While powerful, data warehouses are expensive and time-consuming to build and maintain. They require highly skilled professionals to install and operate, and can end up costing millions of dollars. Furthermore, operational data must be modeled, extracted, cleansed, and denormalized before it can even be brought into the warehouse. Report mining tools offer an alternative for online analytical processing. Instead of pulling data from a database or data warehouse, report mining tools use existing reports as a source for data. Report files that would ordinarily be sent to a printer are parsed, recognized, and transformed into live data that users can access and manipulate. The report file becomes a proxy for the database.

Advantages Of Report Mining:
  • Data is instantly available. Every report represents a ready-made database.

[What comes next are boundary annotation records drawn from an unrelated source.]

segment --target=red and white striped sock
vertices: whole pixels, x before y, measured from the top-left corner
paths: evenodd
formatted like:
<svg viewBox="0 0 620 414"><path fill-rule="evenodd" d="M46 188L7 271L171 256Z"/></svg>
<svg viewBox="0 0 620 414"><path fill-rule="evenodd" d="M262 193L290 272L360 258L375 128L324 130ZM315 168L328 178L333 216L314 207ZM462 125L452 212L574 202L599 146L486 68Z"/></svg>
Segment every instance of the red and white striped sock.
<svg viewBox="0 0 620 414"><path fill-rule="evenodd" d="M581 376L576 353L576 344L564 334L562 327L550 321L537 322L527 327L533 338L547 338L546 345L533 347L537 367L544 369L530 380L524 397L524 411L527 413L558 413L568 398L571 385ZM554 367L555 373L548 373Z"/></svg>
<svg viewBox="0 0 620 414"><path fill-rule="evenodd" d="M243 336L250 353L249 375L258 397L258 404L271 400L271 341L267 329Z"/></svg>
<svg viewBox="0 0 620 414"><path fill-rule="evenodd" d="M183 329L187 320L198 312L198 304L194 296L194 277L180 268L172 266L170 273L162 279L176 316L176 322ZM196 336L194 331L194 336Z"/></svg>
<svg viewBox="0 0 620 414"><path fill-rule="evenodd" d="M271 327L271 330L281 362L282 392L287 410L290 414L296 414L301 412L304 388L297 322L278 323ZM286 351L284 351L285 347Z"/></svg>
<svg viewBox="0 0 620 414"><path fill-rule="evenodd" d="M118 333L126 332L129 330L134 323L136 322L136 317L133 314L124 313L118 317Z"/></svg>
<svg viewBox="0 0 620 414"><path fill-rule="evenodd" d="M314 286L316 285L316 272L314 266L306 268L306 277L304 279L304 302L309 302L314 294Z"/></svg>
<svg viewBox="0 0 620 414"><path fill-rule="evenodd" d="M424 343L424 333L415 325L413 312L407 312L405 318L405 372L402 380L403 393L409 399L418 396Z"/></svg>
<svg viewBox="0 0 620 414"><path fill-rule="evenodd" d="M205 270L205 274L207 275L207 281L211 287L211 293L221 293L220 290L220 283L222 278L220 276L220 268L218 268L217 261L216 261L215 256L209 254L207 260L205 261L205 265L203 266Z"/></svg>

No data restructuring is necessary.
  • Cross-platform compatibility. Because the computer industry has adopted standard conventions for sending characters to printers, report mining tools can read report files generated in virtually any computing environment. The tools don't care how, when, or where the reports were created.
  • Data security. Since report mining tools read report files and not the central database, production data stays secure and out-of-reach.
  • Existing reports are leveraged. The IS organization has put tremendous effort into building existing reports and reporting systems. Report mining tools leverage that investment.
  • Conservation of IS resources. This benefit takes several forms. Since report mining tools run on the desktop, host systems are not impacted. And fewer demands are placed on IS to produce custom reports because users can create new reports with data extracted from existing reports. Most importantly, report mining takes pressure off the IS organization to deploy warehouse technology before it is ready.